A OpenAI começou a preparar a liberação gradual do GPT-6 Astra, um modelo que passou por testes de vulnerabilidades ligados à segurança cibernética. O acesso inicial será restrito a profissionais aprovados no programa Daybreak, a partir de quinta-feira (11).
A empresa planeja levar o Astra aos assinantes pagos do ChatGPT e da API nos próximos dias. A estratégia busca evitar que o modelo seja disponibilizado de uma só vez, em meio à preocupação de que sistemas desse tipo possam ser usados para invadir redes ou sobrecarregar defesas.
O ambiente controlado também serve para limitar o uso a um grupo de confiança e ajudar a identificar possíveis falhas antes de uma distribuição maior. A OpenAI afirma que o novo modelo foi extensivamente avaliado em relação a riscos de segurança cibernética.

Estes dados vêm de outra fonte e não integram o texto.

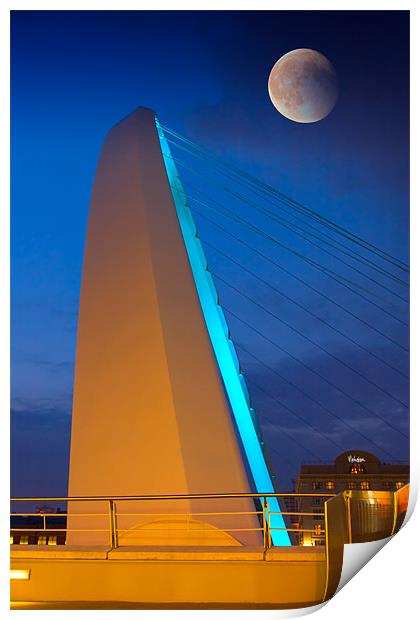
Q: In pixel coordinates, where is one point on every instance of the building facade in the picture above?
(352, 470)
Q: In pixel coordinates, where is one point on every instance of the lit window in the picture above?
(357, 468)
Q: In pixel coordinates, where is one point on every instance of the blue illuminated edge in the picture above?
(223, 347)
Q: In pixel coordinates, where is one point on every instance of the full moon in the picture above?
(303, 86)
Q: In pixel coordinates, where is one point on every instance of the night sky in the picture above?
(75, 74)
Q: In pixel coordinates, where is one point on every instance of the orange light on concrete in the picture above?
(20, 573)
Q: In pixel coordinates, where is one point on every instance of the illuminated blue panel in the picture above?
(223, 346)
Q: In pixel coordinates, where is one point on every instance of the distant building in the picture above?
(29, 530)
(352, 470)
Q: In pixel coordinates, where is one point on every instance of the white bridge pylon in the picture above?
(156, 378)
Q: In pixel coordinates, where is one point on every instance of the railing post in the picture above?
(265, 533)
(113, 535)
(349, 528)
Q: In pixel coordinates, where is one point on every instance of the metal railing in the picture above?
(191, 523)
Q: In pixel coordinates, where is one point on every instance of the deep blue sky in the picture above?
(75, 74)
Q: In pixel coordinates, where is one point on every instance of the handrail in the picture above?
(165, 497)
(265, 515)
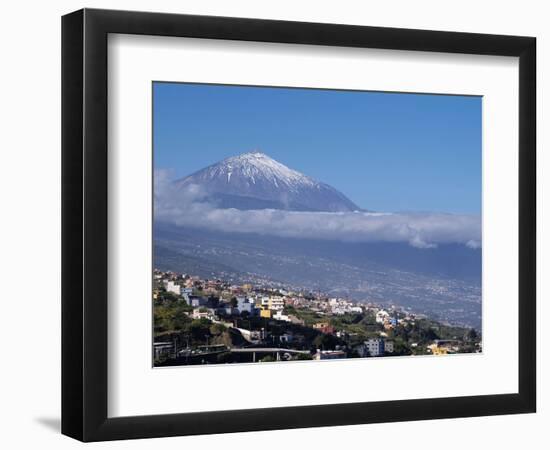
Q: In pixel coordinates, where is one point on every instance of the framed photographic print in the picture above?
(273, 224)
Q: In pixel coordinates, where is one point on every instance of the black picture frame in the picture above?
(84, 224)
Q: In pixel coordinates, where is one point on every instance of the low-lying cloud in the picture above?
(189, 207)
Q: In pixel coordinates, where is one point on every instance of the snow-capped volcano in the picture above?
(255, 181)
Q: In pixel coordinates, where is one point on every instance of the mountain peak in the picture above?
(253, 180)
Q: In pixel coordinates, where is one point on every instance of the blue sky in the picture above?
(385, 151)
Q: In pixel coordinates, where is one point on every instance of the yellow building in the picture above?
(437, 350)
(265, 312)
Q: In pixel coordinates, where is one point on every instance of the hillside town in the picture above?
(211, 321)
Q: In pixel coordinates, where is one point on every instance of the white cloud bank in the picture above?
(188, 207)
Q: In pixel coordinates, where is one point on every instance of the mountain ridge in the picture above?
(253, 180)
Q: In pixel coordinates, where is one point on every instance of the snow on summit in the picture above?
(253, 180)
(258, 165)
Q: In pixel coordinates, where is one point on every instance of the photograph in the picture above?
(295, 224)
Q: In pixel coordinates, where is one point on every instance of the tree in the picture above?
(470, 335)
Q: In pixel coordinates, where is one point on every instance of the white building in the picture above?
(172, 287)
(273, 303)
(280, 316)
(382, 316)
(374, 347)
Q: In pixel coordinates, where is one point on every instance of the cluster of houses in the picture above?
(245, 300)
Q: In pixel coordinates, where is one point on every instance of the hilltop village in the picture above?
(199, 321)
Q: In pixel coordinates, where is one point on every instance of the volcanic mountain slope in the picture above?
(256, 181)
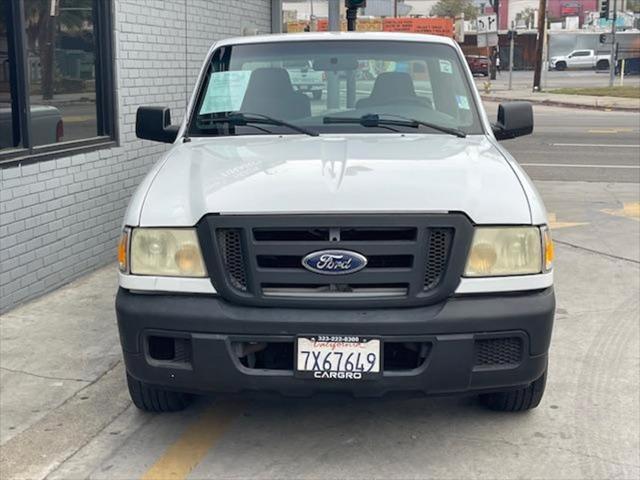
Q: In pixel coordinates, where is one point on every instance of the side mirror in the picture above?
(154, 123)
(514, 120)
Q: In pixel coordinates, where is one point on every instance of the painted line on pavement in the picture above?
(192, 446)
(578, 165)
(554, 224)
(628, 210)
(610, 130)
(592, 145)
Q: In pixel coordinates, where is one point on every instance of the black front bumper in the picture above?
(452, 329)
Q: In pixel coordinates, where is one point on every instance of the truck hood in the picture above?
(334, 174)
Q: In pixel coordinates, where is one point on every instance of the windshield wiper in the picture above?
(242, 118)
(375, 120)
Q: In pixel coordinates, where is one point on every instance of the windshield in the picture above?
(303, 83)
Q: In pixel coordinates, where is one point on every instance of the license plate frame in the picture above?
(331, 346)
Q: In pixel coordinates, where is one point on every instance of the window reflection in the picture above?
(61, 69)
(8, 135)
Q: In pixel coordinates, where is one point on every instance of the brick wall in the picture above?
(61, 218)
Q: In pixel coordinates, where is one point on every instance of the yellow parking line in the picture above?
(628, 210)
(189, 450)
(610, 130)
(554, 224)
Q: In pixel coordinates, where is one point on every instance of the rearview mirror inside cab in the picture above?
(514, 120)
(154, 123)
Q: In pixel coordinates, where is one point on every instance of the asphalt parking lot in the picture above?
(66, 413)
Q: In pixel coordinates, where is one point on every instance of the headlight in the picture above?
(501, 251)
(166, 252)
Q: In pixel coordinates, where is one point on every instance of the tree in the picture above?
(527, 17)
(41, 30)
(453, 8)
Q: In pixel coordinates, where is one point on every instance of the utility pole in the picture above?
(352, 16)
(493, 58)
(333, 91)
(612, 62)
(542, 19)
(512, 37)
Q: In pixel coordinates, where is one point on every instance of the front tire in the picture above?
(517, 400)
(156, 400)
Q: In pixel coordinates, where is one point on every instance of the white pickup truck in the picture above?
(580, 59)
(385, 242)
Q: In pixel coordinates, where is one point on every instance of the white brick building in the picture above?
(60, 215)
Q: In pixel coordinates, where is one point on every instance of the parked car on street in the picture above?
(478, 64)
(305, 79)
(46, 125)
(386, 242)
(580, 59)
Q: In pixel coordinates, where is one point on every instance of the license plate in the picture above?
(338, 357)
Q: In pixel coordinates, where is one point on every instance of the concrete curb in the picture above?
(560, 103)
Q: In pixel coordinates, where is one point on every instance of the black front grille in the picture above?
(258, 259)
(230, 242)
(498, 352)
(438, 249)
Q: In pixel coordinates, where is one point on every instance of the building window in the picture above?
(56, 81)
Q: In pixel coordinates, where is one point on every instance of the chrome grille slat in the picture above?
(411, 258)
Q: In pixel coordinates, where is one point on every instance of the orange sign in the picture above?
(433, 26)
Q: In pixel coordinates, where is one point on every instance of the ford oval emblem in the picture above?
(334, 262)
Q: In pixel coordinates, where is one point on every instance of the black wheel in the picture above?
(157, 400)
(517, 400)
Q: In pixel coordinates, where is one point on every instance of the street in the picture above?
(67, 414)
(554, 79)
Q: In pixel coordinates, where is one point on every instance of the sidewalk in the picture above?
(575, 101)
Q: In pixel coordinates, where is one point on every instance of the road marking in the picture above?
(593, 145)
(628, 210)
(554, 224)
(610, 130)
(578, 165)
(189, 450)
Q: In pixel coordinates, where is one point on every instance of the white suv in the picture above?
(378, 240)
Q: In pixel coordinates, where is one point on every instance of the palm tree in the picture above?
(41, 29)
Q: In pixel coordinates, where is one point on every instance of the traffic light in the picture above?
(355, 4)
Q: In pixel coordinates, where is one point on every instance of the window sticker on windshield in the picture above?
(445, 67)
(225, 91)
(463, 102)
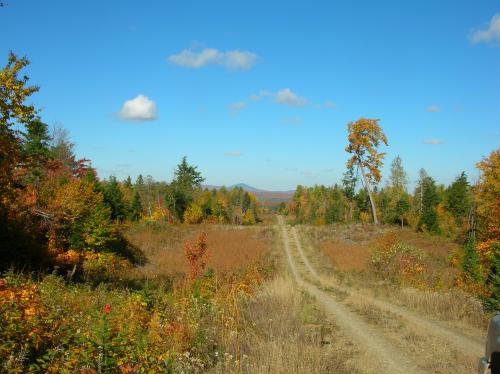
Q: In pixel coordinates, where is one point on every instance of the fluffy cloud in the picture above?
(433, 109)
(489, 35)
(237, 106)
(233, 154)
(234, 60)
(260, 95)
(328, 104)
(287, 97)
(295, 121)
(141, 108)
(433, 141)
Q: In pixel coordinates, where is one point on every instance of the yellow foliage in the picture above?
(248, 218)
(487, 196)
(364, 217)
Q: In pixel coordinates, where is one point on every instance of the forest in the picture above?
(108, 275)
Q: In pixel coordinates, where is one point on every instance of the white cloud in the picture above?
(288, 97)
(291, 121)
(237, 106)
(328, 104)
(260, 95)
(234, 60)
(489, 35)
(433, 109)
(141, 108)
(233, 154)
(433, 141)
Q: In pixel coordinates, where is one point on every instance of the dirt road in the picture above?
(394, 339)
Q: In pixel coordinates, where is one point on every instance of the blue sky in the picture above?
(260, 92)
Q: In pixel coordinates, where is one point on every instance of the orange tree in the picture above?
(487, 200)
(14, 114)
(365, 135)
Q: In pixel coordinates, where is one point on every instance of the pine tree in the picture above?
(136, 207)
(430, 199)
(471, 263)
(113, 198)
(36, 149)
(457, 197)
(398, 178)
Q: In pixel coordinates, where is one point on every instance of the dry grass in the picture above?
(230, 247)
(285, 333)
(453, 305)
(431, 353)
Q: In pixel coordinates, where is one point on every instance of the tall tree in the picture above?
(14, 113)
(349, 181)
(113, 198)
(179, 194)
(36, 149)
(398, 178)
(487, 201)
(364, 136)
(457, 198)
(136, 207)
(430, 199)
(62, 148)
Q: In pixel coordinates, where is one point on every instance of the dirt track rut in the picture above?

Discussão sobre controle e regulação
A liberação acontece enquanto há dúvidas sobre uma estrutura voluntária de inteligência artificial que teria sido elaborada pela Casa Branca durante o governo de Donald Trump. O objetivo seria avaliar modelos como o Mythos e o GPT-6 antes do lançamento, mas os detalhes do processo não foram divulgados.
A Protect Democracy, organização sem fins lucrativos e apartidária, processou quatro agências federais para obter informações sobre a estrutura. Segundo a entidade, quase nenhum detalhe foi apresentado ao público ou ao Congresso, incluindo quais empresas participam do desenvolvimento, como as avaliações são feitas e qual autoridade legal sustenta o processo.
A OpenAI aparece entre as entidades consideradas parceiras de confiança do governo, mas os critérios usados nas avaliações não foram informados. O tema também reacende discussões sobre a falta de clareza nos protocolos de segurança e sobre a regulamentação da inteligência artificial nos Estados Unidos.
Modelos antigos ajudaram no treinamento
O Astra também marca uma mudança no treinamento de modelos da OpenAI: sistemas de gerações anteriores participaram de forma significativa do desenvolvimento do novo modelo. Eles poderiam ter sido usados para gerar e organizar dados, avaliar resultados, supervisionar o treinamento, encontrar falhas e ajudar na codificação e na correção da infraestrutura.
Em uma resposta citada no material, o GPT-5.6 Sol explicou que modelos da classe GPT-5.6 poderiam ter sido usados nesse processo, sem indicar que aquela instância específica tivesse participado.
O cientista-chefe da OpenAI, Jakub Pachocki, defendeu a permanência das pessoas nas decisões sobre o avanço da tecnologia: “À medida que a IA assume um desenvolvimento cada vez mais autônomo, precisamos manter as pessoas envolvidas de forma significativa”.